Previous topic

Disco API Reference

Next topic

disco.ddfs — Client interface for Disco Distributed Filesystem

This Page

disco.core — Client interface for Disco

The disco.core module provides a high-level interface for communication with the Disco master. It provides functions for submitting new jobs, querying status of the system, and getting results of jobs.

The Disco object encapsulates connection to the Disco master. Once a connection has been established, you can use the object to query status of the system, or submit a new job with the Disco.new_job() method.

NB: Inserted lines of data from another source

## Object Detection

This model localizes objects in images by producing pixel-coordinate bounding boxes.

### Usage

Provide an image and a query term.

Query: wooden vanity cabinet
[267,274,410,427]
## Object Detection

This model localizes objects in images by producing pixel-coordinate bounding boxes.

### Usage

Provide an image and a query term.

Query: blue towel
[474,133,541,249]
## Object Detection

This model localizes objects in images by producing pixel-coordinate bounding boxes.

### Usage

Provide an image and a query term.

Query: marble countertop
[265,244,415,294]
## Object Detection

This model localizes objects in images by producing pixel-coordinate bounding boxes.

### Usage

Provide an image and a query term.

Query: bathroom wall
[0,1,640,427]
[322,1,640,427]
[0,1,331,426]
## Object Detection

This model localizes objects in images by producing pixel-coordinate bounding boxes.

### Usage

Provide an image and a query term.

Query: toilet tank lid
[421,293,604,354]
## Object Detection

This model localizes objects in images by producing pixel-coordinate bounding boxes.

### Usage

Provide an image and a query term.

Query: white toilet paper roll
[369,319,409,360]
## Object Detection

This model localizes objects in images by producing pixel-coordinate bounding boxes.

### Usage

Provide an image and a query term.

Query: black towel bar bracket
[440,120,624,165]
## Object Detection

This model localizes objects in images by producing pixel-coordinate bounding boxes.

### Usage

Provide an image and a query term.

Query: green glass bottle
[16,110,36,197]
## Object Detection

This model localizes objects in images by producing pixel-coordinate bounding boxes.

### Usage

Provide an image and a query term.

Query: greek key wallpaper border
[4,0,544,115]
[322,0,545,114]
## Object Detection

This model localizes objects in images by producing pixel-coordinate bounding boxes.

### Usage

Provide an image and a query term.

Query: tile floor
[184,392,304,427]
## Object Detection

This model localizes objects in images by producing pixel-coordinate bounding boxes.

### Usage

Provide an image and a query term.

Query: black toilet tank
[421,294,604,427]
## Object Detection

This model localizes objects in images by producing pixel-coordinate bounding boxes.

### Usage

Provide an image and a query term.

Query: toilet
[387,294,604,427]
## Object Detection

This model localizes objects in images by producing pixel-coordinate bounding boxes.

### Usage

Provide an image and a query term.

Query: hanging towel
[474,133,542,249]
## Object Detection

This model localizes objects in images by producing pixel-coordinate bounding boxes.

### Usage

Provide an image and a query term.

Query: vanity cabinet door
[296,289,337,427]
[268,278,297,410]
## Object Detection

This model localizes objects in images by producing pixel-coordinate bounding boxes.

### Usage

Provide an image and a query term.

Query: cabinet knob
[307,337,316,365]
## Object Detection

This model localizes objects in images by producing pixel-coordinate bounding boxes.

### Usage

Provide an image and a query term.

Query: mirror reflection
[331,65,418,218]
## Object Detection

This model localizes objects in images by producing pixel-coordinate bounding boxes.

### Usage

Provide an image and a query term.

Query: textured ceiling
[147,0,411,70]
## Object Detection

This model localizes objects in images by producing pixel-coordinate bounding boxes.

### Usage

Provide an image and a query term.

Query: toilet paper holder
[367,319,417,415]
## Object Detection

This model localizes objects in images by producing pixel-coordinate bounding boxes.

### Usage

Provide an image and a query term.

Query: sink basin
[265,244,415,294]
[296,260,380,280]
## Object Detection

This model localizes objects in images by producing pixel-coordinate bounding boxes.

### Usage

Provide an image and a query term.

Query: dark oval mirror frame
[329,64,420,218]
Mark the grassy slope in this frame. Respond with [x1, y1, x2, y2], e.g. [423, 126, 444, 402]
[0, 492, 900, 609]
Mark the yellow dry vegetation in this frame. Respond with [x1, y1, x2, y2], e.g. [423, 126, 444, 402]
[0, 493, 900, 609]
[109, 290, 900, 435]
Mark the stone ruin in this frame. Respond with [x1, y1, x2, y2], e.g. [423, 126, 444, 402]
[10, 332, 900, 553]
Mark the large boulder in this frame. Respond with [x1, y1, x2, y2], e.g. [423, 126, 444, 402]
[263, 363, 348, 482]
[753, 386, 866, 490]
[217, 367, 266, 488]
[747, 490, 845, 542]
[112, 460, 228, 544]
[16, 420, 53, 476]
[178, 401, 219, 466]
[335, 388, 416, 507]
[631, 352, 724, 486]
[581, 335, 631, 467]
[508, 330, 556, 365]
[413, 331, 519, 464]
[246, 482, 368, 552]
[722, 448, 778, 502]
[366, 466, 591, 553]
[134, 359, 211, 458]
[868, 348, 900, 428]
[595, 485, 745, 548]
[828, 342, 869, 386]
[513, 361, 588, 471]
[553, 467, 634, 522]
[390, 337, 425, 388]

See the disco.func module for more information about constructing Disco jobs.

Disco.new_job() is provided with all information needed to run a job, which it packages and sends to the master. The method returns immediately and returns a Job object that corresponds to the newly started job.

class disco.core.Disco(master)

Opens and encapsulates connection to the Disco master.

Parameter:master – address of the Disco master, for instance disco://localhost.
blacklist(node)

Blacklists node so that tasks are no longer run on it.

(Added in version 0.2.4)

clean(name)

Cleans records of the job name.

Note that after the job records have been cleaned, there is no way to obtain addresses to the result files from the master. However, no data is actually deleted by Disco.clean(), in contrast to Disco.purge().

If you won’t need the results, use Disco.purge().

events(name, offset=0)

Returns an iterator that iterates over job events, ordered by time.

It is safe to call this function while the job is running.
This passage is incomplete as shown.